著者:Percival Everett
刊行:2024年
評価:★★★★★
Kindle版(2062円)
2025年12月18日読了
2024年度の全米図書賞やピュリツァー賞を受賞した米国の黒人作家Percival Everettの話題作。マーク・トウェインの「ハックルベリー・フィンの冒険」をベースとし、これをハックと同行する逃亡奴隷のJimことJamesの視点から再構成した小説だ。
私は子供向けに編集された「トム・ソーヤーの冒険」を読んだ覚えはあるが、「ハックルベリー・フィンの冒険」(以下「冒険」と略する)は読んでいない(はずだ)。「James」の登場人物は「ハックルベリー・フィンの冒険」のそれと重なるから、「冒険」を知っていたほうがわかりやすいかもしれないが、読んでいなくても特に理解に支障が出るわけではない。
「冒険」の中のJimとは異なり、Jamesは仲間内では(つまり黒人奴隷同士では)標準の英語を話す。Jamesは読み書きができるうえ、司祭の図書館でさまざまな本を盗み読みしたことから、教養の程度も並大抵ではない(彼の夢の中にはヴォルテールやジョン・ロックが現れる)。
ただし、白人に対するときには間違いだらけの「奴隷の言葉」をしゃべる。たとえば、主人であるMss. Watsonから「眠っていたのか(Was you 'sleep?」と尋ねられたときには、
No, ma’am. I is a might tired, but I ain’t been ’sleep.”(疲れてはいたけど、眠ってはいません)
と、無茶苦茶な文法で答える。
Jamesはこうした「奴隷の言葉」を自分の娘のLizzieにも教える。このレッスンの場面が秀逸だ。

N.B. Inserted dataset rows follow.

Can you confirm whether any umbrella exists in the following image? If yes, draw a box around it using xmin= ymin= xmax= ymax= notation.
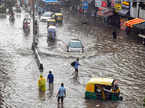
xmin=42 ymin=0 xmax=58 ymax=3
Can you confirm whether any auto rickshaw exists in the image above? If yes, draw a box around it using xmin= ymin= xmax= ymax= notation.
xmin=55 ymin=13 xmax=63 ymax=24
xmin=85 ymin=78 xmax=123 ymax=101
xmin=47 ymin=19 xmax=56 ymax=28
xmin=47 ymin=25 xmax=56 ymax=41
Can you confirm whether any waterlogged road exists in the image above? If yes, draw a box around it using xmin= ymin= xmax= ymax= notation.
xmin=0 ymin=8 xmax=145 ymax=108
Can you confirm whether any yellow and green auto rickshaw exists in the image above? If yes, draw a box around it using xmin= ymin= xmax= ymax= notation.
xmin=85 ymin=78 xmax=123 ymax=101
xmin=47 ymin=19 xmax=56 ymax=28
xmin=55 ymin=13 xmax=63 ymax=23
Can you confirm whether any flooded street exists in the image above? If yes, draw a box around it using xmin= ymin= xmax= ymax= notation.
xmin=0 ymin=9 xmax=145 ymax=108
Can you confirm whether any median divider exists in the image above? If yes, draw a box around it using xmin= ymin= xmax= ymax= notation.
xmin=32 ymin=34 xmax=43 ymax=72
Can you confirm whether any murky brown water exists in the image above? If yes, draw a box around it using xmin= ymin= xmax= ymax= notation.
xmin=0 ymin=7 xmax=145 ymax=108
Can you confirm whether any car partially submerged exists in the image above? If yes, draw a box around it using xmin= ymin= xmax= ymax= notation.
xmin=40 ymin=11 xmax=54 ymax=22
xmin=85 ymin=78 xmax=123 ymax=101
xmin=67 ymin=39 xmax=84 ymax=52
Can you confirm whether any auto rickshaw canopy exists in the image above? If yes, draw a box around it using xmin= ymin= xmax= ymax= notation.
xmin=87 ymin=78 xmax=113 ymax=86
xmin=125 ymin=18 xmax=145 ymax=28
xmin=86 ymin=78 xmax=114 ymax=92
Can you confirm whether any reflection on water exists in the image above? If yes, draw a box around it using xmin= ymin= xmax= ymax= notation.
xmin=0 ymin=7 xmax=145 ymax=108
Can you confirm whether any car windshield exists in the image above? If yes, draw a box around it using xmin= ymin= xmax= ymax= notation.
xmin=43 ymin=12 xmax=52 ymax=17
xmin=69 ymin=41 xmax=82 ymax=48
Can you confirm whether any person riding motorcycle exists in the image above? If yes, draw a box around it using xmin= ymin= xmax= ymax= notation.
xmin=9 ymin=10 xmax=15 ymax=22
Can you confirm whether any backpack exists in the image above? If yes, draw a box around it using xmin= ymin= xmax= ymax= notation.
xmin=71 ymin=61 xmax=75 ymax=67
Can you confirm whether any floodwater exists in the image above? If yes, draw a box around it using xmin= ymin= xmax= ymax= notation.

“But what are you going to say when she asks you about it?” I asked. Lizzie cleared her throat. “Miss Watson, dat sum conebread lak I neva before et.”
” “Try ‘dat be,’” I said. “That would be the correct incorrect grammar.”
“Dat be sum of conebread lak neva I et,” she said. “Very good,” I said.
つまり、ただ間違えればいいというわけではない。(奴隷としての)「正しい間違え方(correct incorrect grammar)」があるのだ。ここらへんは邦訳が不可能に近い。
白人を相手としたときの「奴隷語」を別とすれば、非常に読みやすい小説だ。ストーリーも、どこまでが「冒険」と一致しているのかはわからないが、起伏に富んでおり、おもしろい。
詳細に立ち入ることは控えるが、興味深いのは、当時の奴隷が置かれていた状況がこの小説の展開を通じても浮き彫りになっていることだ。たとえば、黒人はひとりで旅をすることはできない。逃亡奴隷とみなされるからだ。少年のハックとの同行もリスキーだ。したがって、彼らの移動は主として夜間に限られ、昼間は無人島に籠る生活にならざるをえない。ここらへんの事情は「冒険」でも同じだろう。
Percival Everettにはこのほかにも、「Erasure」や「The Trees」などのおもしろそうな作品が数多くある。読み続けていきたい作家のひとりだ。